Karr’s funny, terrifying, scalpel-sharp first book was one of the first to open the contemporary memoir floodgates: yes, the public screamed, wept, whispered. Yes, we want more of this. You will feel the same way as this incomparable firebrand leads you through her swampy childhood. Lucky for you, if you’re a first time reader, you’ll have two more of Karr’s memoirs to go when you’re through. They could have made this list too, but we’ve got to give other writers a fighting chance, you know?

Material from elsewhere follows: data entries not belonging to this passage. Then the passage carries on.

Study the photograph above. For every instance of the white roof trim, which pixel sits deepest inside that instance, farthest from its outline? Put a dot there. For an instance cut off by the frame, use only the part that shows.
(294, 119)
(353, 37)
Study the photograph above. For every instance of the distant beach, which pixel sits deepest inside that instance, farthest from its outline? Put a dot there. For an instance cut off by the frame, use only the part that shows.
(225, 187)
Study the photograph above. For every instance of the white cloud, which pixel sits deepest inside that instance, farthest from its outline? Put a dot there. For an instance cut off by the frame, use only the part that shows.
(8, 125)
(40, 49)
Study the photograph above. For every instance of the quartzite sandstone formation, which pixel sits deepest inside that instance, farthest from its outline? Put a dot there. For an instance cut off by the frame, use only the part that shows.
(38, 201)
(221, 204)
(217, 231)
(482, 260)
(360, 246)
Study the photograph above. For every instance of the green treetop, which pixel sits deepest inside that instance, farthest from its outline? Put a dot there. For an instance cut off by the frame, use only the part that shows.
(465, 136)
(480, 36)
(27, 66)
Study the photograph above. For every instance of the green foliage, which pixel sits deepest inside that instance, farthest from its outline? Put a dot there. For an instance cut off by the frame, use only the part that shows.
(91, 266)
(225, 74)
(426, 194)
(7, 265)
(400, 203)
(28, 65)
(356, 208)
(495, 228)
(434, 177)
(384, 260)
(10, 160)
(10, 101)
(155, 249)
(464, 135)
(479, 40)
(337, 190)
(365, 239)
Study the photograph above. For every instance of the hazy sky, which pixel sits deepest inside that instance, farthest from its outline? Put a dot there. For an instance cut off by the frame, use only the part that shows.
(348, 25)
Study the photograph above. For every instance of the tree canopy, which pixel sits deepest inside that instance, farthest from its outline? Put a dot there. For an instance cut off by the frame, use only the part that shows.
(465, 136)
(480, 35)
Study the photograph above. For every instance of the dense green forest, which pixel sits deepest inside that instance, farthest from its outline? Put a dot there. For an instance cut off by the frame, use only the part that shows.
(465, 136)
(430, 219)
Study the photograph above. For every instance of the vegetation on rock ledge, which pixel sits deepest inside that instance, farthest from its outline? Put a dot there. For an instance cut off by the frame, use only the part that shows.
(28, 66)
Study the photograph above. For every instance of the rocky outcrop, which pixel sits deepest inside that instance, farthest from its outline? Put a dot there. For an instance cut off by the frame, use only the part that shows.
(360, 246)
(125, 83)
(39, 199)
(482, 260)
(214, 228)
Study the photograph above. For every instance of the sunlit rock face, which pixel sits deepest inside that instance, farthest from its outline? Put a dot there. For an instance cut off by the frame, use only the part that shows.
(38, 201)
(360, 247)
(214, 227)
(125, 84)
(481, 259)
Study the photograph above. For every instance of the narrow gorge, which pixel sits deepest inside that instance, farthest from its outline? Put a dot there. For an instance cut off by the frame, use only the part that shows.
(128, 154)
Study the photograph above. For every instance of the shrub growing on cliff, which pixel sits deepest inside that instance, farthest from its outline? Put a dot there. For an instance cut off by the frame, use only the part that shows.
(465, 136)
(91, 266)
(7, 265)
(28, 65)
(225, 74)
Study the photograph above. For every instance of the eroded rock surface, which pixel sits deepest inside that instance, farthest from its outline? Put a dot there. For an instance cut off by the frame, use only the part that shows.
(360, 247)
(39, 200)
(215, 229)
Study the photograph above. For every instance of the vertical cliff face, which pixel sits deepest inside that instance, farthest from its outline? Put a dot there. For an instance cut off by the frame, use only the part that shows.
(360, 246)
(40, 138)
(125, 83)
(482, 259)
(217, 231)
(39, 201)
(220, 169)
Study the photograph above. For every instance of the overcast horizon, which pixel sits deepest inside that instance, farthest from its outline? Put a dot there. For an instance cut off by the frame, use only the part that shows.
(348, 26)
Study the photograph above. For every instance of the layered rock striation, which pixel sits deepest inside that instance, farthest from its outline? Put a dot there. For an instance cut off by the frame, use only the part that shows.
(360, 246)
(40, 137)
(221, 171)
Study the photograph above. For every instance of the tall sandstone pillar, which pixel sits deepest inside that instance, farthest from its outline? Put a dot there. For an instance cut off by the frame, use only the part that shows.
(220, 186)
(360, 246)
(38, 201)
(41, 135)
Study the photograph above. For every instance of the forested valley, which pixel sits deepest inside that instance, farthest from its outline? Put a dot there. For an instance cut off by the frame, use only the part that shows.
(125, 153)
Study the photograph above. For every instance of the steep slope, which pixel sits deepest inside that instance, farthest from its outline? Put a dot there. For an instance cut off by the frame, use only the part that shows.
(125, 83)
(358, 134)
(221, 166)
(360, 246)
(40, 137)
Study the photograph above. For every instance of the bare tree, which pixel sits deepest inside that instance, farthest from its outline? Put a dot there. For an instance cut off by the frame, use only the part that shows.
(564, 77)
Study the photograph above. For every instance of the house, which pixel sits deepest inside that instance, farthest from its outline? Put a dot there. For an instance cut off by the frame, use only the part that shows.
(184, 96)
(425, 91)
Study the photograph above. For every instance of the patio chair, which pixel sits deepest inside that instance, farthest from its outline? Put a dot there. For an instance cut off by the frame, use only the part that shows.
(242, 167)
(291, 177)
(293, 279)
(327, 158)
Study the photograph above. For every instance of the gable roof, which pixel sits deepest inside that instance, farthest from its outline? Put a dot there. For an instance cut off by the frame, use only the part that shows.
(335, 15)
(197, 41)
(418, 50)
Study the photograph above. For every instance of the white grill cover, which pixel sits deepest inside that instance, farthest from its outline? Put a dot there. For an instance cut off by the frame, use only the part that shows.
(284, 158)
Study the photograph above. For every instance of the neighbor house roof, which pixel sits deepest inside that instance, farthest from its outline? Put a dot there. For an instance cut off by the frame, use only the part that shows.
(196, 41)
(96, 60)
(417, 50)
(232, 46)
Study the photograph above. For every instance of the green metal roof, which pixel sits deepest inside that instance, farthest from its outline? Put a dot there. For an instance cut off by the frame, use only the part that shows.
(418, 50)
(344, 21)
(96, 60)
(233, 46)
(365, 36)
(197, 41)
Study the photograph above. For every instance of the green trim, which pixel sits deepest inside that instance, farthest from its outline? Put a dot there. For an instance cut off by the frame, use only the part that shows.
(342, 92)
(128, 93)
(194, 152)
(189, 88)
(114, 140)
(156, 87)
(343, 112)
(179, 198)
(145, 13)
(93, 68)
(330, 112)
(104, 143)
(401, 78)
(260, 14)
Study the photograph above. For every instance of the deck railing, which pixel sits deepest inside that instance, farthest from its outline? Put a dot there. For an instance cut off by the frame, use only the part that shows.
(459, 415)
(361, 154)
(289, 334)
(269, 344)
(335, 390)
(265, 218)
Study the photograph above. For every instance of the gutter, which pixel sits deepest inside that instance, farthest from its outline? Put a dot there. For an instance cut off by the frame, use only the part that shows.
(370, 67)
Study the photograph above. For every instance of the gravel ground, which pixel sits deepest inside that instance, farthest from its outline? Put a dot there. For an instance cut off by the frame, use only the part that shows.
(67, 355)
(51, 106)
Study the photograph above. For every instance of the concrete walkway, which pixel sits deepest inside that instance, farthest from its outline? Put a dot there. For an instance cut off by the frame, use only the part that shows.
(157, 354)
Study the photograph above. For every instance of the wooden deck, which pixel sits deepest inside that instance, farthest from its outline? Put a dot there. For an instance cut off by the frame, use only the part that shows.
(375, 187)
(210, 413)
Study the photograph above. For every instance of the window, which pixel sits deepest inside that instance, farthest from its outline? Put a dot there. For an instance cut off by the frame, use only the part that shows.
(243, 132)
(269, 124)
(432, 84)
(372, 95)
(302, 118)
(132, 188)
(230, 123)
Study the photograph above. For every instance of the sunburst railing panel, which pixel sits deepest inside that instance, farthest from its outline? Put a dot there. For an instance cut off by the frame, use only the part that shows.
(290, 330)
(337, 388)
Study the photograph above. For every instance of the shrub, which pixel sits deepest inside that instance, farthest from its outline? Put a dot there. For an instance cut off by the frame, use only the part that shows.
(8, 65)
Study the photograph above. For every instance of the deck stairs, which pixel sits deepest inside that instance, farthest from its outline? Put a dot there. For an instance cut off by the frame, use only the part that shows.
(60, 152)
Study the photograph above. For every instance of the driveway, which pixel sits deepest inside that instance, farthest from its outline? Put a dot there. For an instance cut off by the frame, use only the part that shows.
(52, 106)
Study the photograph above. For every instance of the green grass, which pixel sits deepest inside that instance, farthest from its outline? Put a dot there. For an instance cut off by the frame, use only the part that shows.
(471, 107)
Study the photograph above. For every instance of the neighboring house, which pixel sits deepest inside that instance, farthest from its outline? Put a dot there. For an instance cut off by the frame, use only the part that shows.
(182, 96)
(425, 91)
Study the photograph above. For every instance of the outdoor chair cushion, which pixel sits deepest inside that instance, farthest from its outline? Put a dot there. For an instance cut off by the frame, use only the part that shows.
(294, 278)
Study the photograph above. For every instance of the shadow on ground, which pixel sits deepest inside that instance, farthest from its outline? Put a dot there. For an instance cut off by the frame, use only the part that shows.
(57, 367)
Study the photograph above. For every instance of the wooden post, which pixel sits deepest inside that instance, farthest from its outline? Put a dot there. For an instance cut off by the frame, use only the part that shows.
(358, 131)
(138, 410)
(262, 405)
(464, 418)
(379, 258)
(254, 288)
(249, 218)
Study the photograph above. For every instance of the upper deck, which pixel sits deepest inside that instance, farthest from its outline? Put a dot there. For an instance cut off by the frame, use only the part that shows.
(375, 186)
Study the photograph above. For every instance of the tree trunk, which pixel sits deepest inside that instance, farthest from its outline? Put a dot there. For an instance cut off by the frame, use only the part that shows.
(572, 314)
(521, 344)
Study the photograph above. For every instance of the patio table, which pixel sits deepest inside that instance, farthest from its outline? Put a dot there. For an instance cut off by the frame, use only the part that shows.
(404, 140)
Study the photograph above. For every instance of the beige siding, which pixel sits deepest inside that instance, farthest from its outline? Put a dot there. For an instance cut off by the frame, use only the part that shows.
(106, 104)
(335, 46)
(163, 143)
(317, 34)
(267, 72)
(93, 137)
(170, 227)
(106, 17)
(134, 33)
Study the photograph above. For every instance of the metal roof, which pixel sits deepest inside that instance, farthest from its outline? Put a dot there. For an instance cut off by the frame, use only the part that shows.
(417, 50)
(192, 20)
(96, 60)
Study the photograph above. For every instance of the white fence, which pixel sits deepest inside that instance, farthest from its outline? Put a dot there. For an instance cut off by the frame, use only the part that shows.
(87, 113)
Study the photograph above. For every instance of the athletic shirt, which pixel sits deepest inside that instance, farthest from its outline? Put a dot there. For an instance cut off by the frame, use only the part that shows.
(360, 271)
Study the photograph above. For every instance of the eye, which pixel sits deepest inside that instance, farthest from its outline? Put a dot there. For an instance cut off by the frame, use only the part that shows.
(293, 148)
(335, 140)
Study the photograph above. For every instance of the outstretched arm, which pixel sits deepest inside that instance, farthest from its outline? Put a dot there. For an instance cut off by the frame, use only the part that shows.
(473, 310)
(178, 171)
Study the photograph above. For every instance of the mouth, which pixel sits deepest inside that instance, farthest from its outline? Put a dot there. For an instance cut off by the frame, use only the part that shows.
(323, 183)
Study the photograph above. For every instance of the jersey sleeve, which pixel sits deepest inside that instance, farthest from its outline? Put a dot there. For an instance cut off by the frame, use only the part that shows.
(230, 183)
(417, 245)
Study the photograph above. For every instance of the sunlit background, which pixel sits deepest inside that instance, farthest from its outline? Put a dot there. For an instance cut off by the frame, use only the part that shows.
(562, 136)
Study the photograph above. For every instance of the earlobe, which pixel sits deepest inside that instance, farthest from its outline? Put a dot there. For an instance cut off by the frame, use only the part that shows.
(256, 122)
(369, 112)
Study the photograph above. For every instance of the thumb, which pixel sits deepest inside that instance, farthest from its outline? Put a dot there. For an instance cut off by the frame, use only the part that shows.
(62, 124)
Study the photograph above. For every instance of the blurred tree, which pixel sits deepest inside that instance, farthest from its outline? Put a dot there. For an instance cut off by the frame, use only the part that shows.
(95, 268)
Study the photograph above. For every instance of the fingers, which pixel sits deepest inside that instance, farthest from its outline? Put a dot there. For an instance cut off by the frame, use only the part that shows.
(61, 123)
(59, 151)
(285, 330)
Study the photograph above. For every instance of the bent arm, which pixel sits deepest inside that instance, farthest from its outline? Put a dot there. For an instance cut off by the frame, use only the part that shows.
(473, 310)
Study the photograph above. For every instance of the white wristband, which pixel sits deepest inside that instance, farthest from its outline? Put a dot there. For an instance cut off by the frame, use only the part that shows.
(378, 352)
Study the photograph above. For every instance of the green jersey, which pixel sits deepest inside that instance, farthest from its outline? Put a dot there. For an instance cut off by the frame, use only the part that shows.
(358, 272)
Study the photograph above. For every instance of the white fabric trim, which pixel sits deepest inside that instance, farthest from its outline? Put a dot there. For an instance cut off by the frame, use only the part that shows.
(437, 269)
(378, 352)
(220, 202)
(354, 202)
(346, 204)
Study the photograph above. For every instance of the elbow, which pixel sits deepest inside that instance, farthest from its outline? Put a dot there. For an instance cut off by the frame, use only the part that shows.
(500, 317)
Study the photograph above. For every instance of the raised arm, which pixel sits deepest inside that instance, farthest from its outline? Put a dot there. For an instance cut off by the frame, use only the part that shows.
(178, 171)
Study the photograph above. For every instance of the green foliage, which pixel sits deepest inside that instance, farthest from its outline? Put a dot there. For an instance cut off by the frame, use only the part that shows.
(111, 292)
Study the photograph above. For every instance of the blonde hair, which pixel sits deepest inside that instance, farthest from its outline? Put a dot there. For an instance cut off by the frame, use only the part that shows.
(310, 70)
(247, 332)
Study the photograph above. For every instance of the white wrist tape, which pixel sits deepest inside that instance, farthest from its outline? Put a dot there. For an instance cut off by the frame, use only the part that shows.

The Year of Magical Thinking , Joan Didion

In this heartbreaking memoir, Official National Treasure Joan Didion writes about the death of her husband, John Gregory Dunne, and the “magical thinking” that followed: “We might expect that we will be prostrate, inconsolable, crazy with loss,” she writes. “We do not expect to be literally crazy, cool customers who believe that their husband is about to return and need his shoes.” Already a master of writing about loss, this memoir is an essential addition to Didion’s oeuvre.

Maus , Art Spiegelman

Though there are many deeply affecting and wonderful Holocaust memoirs that might have made this list, our favorite will forever be Maus, with its harrowing story wrapped in Spiegelman’s pitch-perfect illustrations. You’d think that imagining the characters as animals would make the horrors of the story seem less intense, more palatable, but in fact it’s the opposite — in true Understanding Comics style, the iconic, blank faces of the mice only allow us to put ourselves in their shoes that much more easily.

The Woman Warrior , Maxine Hong Kingston

In this beautiful, bitter memoir, Kingston blends traditional Chinese folk tales — her mother’s “talk-stories” — with her often difficult experiences growing up Chinese American in Stockton, California. What is a ghost? What is a woman’s worth? Who is she? Kingston’s prose burns on the page as she investigates.

A Moveable Feast , Ernest Hemingway

Published posthumously in 1964, this memoir is made up of Hemingway’s collected accounts of his time as an expat writer in the 1920s, largely in Paris, hanging out with Gertrude Stein, the Fitzgeralds, Ezra Pound, and a host of other characters, all engaged with padding their now-fat legacies. As spare and simply lovely as his novels, it’s enough to make any aspiring writer want to pack up and move to the city of light.

Darkness Visible , William Styron

One of the books that led the memoir charge, Styron’s candid, elegant 1990 memoir of his serious depression — and recovery — is both an extremely personal story of exploring the depths of despair and a meditation on depression in a wider cultural context. It’s still one of the best things we’ve ever read on the topic.

This Boy’s Life , Tobias Wolff

In Wolff’s elegantly rendered, captivating memoir, he describes a childhood spent wandering the country with his itinerant mother, on the run from an abusive ex-boyfriend — until she meets and marries an equally unsuitable man, with whom the teenaged Wolff engages in furious battle. But he’s also fighting his own battle of self-invention. Darkly comic, deeply piercing and as satisfying as any novel, This Boy’s Life is an irrefutable classic.

I Know Why the Caged Bird Sings , Maya Angelou

This memoir, the first in six volumes of autobiography, is a time-honored classic for a reason. Poetic and incredibly inspiring, the reader watches Angelou develop from a victim to a confident, capable young woman as she learns to process and deal with the racism of the world around her. With her younger self often referred to as “a symbolic character for every black girl growing up in America,” Angelou has undoubtedly changed many lives with this book.

Homage to Catalonia , George Orwell

Orwell’s gripping account of his time in the Spanish Civil War, told with his trademark journalist’s wink, is one of his best. Unflinching and honest, Orwell approaches his experience without agenda, recording things as he sees them. As Philip Mairet once said, “It shows us the heart of innocence that lies in revolution; also the miasma of lying that, far more than the cruelty, takes the heart out of it.”